Yükselebilir mi insan, düşerken?

     Öyle bir dönmüştük ki sırtımızı birbirimize, geri dönüp daha senelerce güleceğimizi bile bile, küfretmiştik. Birden fazla. Ardımız hariç her sese kulak verdik, gözlerimiz dolanıp durdu bir o yana bir bu yana. Niceleri de ağlar dedim. Anasız, babasız, kardeşsiz, sevgisizlikten boş bir kale. Biz ise sadece küfretmiştik.
     "Eh, kapat gözlerini, baca temizleme yapalım." Minik bir özentilik, sarkıttık bacakları şehrin en güzel manzarasından. Rüzgar ılık, yanyana. Anında boşaldı zihnim, kapattım kendimi, bomboş, sessiz, yanyana.

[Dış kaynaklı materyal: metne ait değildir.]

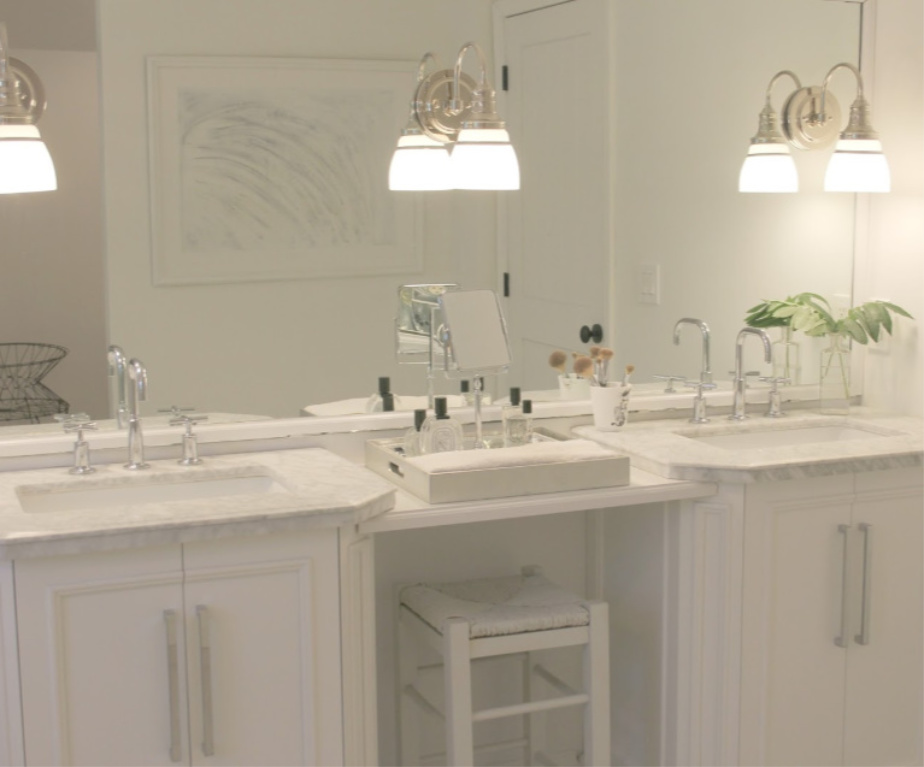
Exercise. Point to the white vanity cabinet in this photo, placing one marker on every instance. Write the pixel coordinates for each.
(219, 652)
(832, 639)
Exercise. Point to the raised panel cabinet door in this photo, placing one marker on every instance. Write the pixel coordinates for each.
(558, 240)
(793, 669)
(101, 657)
(263, 622)
(883, 725)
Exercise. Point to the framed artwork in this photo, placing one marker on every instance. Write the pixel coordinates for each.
(277, 168)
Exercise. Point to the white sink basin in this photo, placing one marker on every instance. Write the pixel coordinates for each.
(807, 435)
(77, 496)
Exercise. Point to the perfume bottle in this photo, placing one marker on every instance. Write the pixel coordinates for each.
(518, 425)
(411, 442)
(383, 400)
(441, 432)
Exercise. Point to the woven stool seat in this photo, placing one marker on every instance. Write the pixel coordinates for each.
(497, 606)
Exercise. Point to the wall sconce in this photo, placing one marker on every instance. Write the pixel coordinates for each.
(451, 110)
(811, 116)
(25, 164)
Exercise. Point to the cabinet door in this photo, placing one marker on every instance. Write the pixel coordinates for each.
(793, 672)
(95, 664)
(883, 723)
(263, 651)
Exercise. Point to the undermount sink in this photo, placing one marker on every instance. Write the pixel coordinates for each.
(781, 437)
(74, 497)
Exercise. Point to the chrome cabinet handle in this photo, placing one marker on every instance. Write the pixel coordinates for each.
(841, 639)
(866, 602)
(173, 684)
(205, 676)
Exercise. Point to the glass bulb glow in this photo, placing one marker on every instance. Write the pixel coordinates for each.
(25, 164)
(858, 165)
(483, 158)
(419, 163)
(768, 168)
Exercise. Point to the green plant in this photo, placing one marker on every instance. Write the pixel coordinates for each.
(811, 314)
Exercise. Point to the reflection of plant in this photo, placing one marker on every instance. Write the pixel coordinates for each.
(812, 314)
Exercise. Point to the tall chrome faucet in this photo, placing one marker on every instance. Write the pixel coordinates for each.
(705, 375)
(738, 413)
(137, 392)
(117, 361)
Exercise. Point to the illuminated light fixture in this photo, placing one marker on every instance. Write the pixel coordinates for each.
(419, 163)
(769, 166)
(25, 164)
(810, 119)
(455, 111)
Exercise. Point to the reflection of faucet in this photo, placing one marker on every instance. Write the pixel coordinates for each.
(117, 362)
(138, 392)
(705, 375)
(738, 413)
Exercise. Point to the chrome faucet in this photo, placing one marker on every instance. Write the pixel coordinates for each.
(117, 361)
(137, 392)
(705, 375)
(738, 413)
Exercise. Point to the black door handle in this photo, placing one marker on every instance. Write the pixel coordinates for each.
(593, 333)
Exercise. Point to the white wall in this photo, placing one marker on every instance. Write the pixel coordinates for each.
(270, 347)
(894, 258)
(51, 285)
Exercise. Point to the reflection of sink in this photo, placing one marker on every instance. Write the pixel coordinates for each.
(807, 435)
(74, 497)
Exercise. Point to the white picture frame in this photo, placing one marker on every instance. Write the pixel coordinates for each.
(276, 168)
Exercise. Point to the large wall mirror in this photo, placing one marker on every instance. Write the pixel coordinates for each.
(691, 81)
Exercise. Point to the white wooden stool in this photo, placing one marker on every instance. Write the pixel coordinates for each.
(467, 620)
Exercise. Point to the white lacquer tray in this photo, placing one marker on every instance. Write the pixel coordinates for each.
(559, 467)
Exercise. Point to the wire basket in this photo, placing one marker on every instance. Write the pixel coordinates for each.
(23, 396)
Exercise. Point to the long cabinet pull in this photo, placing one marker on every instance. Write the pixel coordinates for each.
(205, 675)
(866, 602)
(841, 639)
(173, 684)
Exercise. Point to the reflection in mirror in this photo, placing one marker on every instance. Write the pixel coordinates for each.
(272, 348)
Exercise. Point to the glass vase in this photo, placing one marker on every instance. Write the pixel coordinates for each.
(786, 360)
(834, 378)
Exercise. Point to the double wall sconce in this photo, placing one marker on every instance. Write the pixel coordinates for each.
(25, 164)
(454, 138)
(811, 116)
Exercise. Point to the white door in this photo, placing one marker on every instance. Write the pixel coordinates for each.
(95, 658)
(883, 723)
(263, 650)
(558, 230)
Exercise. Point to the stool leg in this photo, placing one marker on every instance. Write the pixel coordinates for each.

     İlk başta ihtimalim bile yoktu, sevilmezdim ben. Ben de sevmezdim açıkçası. Herkesin elinde yok ki bi kitap, birlikte sürüklenelim. İşte o on beş dakikalık yolu, saatlerce yürürken adam oldum ben. Yol kenarında Sibel Can albümünün üzerine işerken ben, ben oldum. Çaldığım bisikleti fırlatıp, yerden izmarit toplarken yükseldim ben. Tek lokmasız üç gün boyunca ağrıyan midemle, dans ederken büyüdüm ben. Baş kaldırmıştım yakınıma, elaleme falan filan. Eh deliydi kanım fakat yenilmezdim. Etkilenmezdim. Biraz suyu da sevmezdim ben. Sessizlik hakimdi benliğime. İçerdim, gezerdim, yollar, kamplar, şarkılar, türküler, yazılarım, şiirlerim, bestelerim, nasırlarım, kanayan alnım, ağrıyan karnım. Sessizdim işte.

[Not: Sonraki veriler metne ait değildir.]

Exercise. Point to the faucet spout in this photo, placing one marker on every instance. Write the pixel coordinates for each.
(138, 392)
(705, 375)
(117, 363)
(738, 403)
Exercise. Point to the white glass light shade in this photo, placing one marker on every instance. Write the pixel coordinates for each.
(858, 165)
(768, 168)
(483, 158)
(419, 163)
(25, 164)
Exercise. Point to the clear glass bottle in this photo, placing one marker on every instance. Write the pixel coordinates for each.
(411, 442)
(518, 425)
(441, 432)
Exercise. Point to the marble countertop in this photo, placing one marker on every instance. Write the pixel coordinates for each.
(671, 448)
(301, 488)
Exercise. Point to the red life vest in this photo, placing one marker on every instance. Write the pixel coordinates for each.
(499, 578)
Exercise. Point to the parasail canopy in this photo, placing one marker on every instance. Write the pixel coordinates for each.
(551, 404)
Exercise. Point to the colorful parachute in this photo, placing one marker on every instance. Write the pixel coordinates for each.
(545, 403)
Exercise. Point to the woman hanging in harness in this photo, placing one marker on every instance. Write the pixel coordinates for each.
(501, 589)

     O gece dondurma yedim, bomboş mideye. Nasıl mutluydum, kimsesizler yurdu gibi tıkış tıkış, bir o kadar da huzurlu. Hiç ezilmedim o zamanlar, hep yükseldim ben. Hep. Kuştum ben, kafama eserdi uçardım böyle nehirlere, dağlara, ağaçlardan bulutlara, gecelerden alacakaranlıklara. Yere santim kalana kadar alçalırdım fakat asla düşmezdim.
     Sonunda ise hikayenin, kopardım heybetli kanatlarımı. Gözüm görmesin fazlasını diye. Neden mi? Bencillik ve aptallıktı sadece.